The main concern of this communication is to show that it is feasible to make a 3-D FE model of rotor blade with a reasonable number of degrees of freedom (dofs), on the order of some hundreds of thousands. A higher number of dofs is not manageable with present computer memory size and run time. The US/French MoA collaboration has provided the opportunity for a thorough examination of various 3-D modeling assumptions, important for a better simulation of rotor blade structural dynamics.

2. Overview of test cases studied

The study is directed towards a realistic rotor blade based on a simplification of the straight ADM (Advanced Dynamics

Model) blade tested by AFDD for aeroelastic stability [11].

The rotor is 7.5 feet in diameter and has a chord c = 3.4 in. The blade, shown in Figure 1, contains three sections: a flexure section, a transition section and a lifting part characterized by a constant cross-section. The geometry of the lifting cross-section is shown in Figure 2: the airfoil is a NACA 0012 without twist; the internal components are comprised of a spar made of unidirectional fiber, a high density leading edge and two kinds of foams enclosed by multi-layer composites with various compositions and thicknesses. At the blade skin, there are three multilayer composites with different thicknesses, as enlarged in Figure 2. The detailed blade materials and geometry are listed in Tables 1 and 2.

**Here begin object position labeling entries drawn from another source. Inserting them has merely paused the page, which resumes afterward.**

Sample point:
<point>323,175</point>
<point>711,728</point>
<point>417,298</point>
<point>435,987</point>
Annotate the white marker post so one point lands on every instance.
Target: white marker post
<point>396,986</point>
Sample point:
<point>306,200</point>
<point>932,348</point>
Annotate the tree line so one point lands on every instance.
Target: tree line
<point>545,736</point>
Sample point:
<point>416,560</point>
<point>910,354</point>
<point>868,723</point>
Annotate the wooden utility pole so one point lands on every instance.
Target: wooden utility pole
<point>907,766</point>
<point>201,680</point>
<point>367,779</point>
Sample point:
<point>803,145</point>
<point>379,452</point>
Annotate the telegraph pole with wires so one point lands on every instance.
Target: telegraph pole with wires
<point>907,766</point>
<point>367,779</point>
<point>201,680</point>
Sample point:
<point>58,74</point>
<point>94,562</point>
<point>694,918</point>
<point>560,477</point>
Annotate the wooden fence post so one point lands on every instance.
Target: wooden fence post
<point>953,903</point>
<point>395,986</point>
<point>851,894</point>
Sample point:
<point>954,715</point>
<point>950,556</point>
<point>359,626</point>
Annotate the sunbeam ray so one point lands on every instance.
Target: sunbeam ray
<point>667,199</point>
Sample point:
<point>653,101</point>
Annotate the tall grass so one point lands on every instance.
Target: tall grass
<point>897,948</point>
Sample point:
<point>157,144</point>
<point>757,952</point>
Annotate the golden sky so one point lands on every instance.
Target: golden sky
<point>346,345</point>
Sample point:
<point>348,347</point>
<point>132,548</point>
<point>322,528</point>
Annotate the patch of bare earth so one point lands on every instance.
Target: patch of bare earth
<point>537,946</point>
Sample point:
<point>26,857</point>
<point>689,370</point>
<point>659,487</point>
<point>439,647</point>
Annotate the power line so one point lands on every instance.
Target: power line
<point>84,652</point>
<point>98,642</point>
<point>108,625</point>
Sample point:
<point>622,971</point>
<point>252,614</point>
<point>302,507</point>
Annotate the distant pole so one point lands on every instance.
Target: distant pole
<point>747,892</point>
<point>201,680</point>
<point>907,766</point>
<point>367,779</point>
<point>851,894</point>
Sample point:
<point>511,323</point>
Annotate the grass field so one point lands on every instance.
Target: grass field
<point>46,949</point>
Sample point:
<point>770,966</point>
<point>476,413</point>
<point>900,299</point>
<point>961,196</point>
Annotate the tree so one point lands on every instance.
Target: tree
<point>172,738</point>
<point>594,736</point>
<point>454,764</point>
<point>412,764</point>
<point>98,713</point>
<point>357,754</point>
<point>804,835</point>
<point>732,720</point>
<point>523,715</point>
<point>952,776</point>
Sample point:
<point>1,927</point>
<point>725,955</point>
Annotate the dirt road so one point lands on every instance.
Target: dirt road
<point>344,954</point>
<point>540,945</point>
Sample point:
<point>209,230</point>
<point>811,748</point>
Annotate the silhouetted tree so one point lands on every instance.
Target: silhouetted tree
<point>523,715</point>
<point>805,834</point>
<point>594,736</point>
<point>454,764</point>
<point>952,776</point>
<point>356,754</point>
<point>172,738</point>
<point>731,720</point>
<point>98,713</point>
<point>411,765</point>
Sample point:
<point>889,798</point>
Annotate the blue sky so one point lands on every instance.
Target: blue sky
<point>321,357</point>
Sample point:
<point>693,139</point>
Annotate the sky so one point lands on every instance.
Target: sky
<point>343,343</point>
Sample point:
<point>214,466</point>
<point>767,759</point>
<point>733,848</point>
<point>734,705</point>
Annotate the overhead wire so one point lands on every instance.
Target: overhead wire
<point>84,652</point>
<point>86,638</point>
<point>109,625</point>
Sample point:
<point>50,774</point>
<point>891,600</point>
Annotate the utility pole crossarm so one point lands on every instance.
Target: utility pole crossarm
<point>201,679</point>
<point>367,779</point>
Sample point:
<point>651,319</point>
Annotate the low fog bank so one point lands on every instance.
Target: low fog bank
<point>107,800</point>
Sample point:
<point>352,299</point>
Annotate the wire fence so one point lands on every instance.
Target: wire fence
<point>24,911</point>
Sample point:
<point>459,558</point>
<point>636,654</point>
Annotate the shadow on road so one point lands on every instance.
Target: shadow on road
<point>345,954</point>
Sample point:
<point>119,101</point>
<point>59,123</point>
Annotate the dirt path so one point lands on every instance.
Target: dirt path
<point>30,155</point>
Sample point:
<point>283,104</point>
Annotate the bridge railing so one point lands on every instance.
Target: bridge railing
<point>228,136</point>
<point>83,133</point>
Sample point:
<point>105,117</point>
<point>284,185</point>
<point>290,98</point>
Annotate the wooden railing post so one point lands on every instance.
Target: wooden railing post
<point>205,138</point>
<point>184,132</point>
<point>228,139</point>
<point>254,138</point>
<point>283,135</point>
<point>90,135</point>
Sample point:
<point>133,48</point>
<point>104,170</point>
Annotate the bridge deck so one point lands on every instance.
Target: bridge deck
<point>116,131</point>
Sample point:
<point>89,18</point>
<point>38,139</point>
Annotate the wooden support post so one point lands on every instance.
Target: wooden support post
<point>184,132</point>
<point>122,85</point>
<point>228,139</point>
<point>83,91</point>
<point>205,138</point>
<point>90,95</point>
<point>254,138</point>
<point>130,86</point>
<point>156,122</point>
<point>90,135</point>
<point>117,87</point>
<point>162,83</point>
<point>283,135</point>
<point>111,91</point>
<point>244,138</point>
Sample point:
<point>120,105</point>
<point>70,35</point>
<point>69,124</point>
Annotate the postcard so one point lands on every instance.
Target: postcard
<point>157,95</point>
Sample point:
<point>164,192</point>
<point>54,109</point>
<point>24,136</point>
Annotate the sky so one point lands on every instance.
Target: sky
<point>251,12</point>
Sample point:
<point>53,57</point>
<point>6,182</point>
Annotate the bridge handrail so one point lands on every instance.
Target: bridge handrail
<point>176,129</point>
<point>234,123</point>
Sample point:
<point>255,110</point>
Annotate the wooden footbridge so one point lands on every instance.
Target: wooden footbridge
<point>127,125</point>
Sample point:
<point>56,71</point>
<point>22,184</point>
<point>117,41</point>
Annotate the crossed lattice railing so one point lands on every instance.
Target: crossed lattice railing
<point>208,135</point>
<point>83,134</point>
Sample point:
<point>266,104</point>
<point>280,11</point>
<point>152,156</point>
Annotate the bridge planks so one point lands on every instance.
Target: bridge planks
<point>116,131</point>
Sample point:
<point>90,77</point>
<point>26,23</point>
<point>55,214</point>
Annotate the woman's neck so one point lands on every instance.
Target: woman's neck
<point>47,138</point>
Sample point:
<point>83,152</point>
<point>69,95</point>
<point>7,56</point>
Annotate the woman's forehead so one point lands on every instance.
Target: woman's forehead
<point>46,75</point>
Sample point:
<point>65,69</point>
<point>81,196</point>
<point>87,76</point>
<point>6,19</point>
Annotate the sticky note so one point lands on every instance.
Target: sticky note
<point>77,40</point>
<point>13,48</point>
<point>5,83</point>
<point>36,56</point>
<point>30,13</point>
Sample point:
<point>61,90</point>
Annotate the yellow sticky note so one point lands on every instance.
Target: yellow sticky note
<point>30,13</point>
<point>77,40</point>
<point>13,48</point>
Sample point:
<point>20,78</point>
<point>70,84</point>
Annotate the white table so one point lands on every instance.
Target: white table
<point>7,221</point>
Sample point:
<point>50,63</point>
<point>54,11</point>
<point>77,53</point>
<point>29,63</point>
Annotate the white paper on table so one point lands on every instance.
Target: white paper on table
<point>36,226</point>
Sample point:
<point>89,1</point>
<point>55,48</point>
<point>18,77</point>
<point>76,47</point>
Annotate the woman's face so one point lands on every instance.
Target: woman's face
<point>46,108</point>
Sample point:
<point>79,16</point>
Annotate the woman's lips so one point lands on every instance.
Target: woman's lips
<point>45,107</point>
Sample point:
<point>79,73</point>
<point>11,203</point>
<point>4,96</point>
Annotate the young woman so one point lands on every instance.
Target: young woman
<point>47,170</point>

The simplified blade is comprised of a rigid beam (hypothetic material with Young’s modulus E= 1000 GPa) of length equal to 3 chords (3c) connected to the lifting section of length equal to 20 chords (Figure 3), it will be denoted as the ADM* blade. Thus, flexure and transition sections are not represented in the model. Effects of non-rectangular sections like transition on the dynamic behavior of the blade are considered in an ongoing study. The length of 20 chords is considered as sufficiently long, to ensure that 3-D effects are negligible [10]. The ADM* blade, although based on a simplification of the straight ADM blade, contains all the ingredients of a realistic blade: shape of an airfoil for the cross–section, material composition involving isotropic, orthotropic solids, and composites. Test cases have been built to reflect this composition (cf. Table 3) and

also to make use of existing experiments for correlation studies between experimental results and predictions of the two analyses, except for test cases 2 and 7 (realistic blade). Test case 2 corresponds to a foam blade that is not practical for rotor blade application but it is used to investigate the importance of materials on 3-D effects. All the cases studied have ratio of beam length to chord greater than 18, i.e. sufficiently high for 3-D effects associated with beam length to be negligible.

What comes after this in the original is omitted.